Blue (Joni Mitchell). Sweeney Todd (Stephen Sondheim).

B) Name a practitioner (or a few) who play your instrument that you think is underrated:

If my instrument is the piano: Don Pullen, Chico Marx. If my instrument is a jazz ensemble: Duane Tatro, Tadd Dameron.

C) Name a rock or pop album that you wish had been a smash commercial hit (but wasn’t, not really):

Why would I wish such a thing? (I can certainly think of a number of these I wish had NOT become hits.)

Oh, I’ve got it! Song Cycle (Van Dyke Parks).

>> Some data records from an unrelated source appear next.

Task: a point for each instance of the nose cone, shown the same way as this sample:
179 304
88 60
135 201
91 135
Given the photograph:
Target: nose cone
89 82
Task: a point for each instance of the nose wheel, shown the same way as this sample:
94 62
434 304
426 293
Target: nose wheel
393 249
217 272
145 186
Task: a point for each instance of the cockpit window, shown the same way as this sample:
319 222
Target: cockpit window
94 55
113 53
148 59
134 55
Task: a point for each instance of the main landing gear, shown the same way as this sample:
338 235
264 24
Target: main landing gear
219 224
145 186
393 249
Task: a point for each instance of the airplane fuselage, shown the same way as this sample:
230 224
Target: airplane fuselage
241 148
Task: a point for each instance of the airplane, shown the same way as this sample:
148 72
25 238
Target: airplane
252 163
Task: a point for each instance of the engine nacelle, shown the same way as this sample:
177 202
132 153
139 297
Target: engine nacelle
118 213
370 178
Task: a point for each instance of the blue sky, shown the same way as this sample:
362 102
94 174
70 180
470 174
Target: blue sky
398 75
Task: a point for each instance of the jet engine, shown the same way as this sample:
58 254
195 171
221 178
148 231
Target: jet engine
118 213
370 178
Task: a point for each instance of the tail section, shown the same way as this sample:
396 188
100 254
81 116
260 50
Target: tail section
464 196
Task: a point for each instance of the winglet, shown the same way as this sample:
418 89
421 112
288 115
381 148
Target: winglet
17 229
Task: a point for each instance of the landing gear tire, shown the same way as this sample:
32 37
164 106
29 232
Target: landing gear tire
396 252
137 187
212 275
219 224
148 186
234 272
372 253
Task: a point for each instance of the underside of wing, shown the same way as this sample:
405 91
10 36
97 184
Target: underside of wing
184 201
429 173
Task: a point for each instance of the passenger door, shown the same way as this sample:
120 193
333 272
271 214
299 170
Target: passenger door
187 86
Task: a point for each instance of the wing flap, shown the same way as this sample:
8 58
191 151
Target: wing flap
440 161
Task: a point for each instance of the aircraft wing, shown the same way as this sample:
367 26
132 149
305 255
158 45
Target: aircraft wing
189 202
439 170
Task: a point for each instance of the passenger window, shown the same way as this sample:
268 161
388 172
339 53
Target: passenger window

And another: My, I'm Large (The Bobs).

D) Name a favorite drummer, and an album to hear why you love that drummer:

Dannie Richmond (any Mingus record he plays on). In general, I love the way Dannie often sounds like he's about to lose it (the beat, the groove, his place in the form) -- but never does.

* * * * *

[Hey! I’m going to add a category, since 'tis the season and all that jazz:]

Name some Christmas music you can actually stand to listen to:

1. "Sleigh Ride" (Ronettes version).
2. "Jingle Bells" (Sinatra version (on A Jolly Christmas from Frank Sinatra): worth it just to hear him sing "Jingle Bells, Jing-Jingle Bells." Also dig those hip, wacky backing vocals.)

And what the hell, a bonus:

3. A Ceremony of Carols (Benjamin Britten).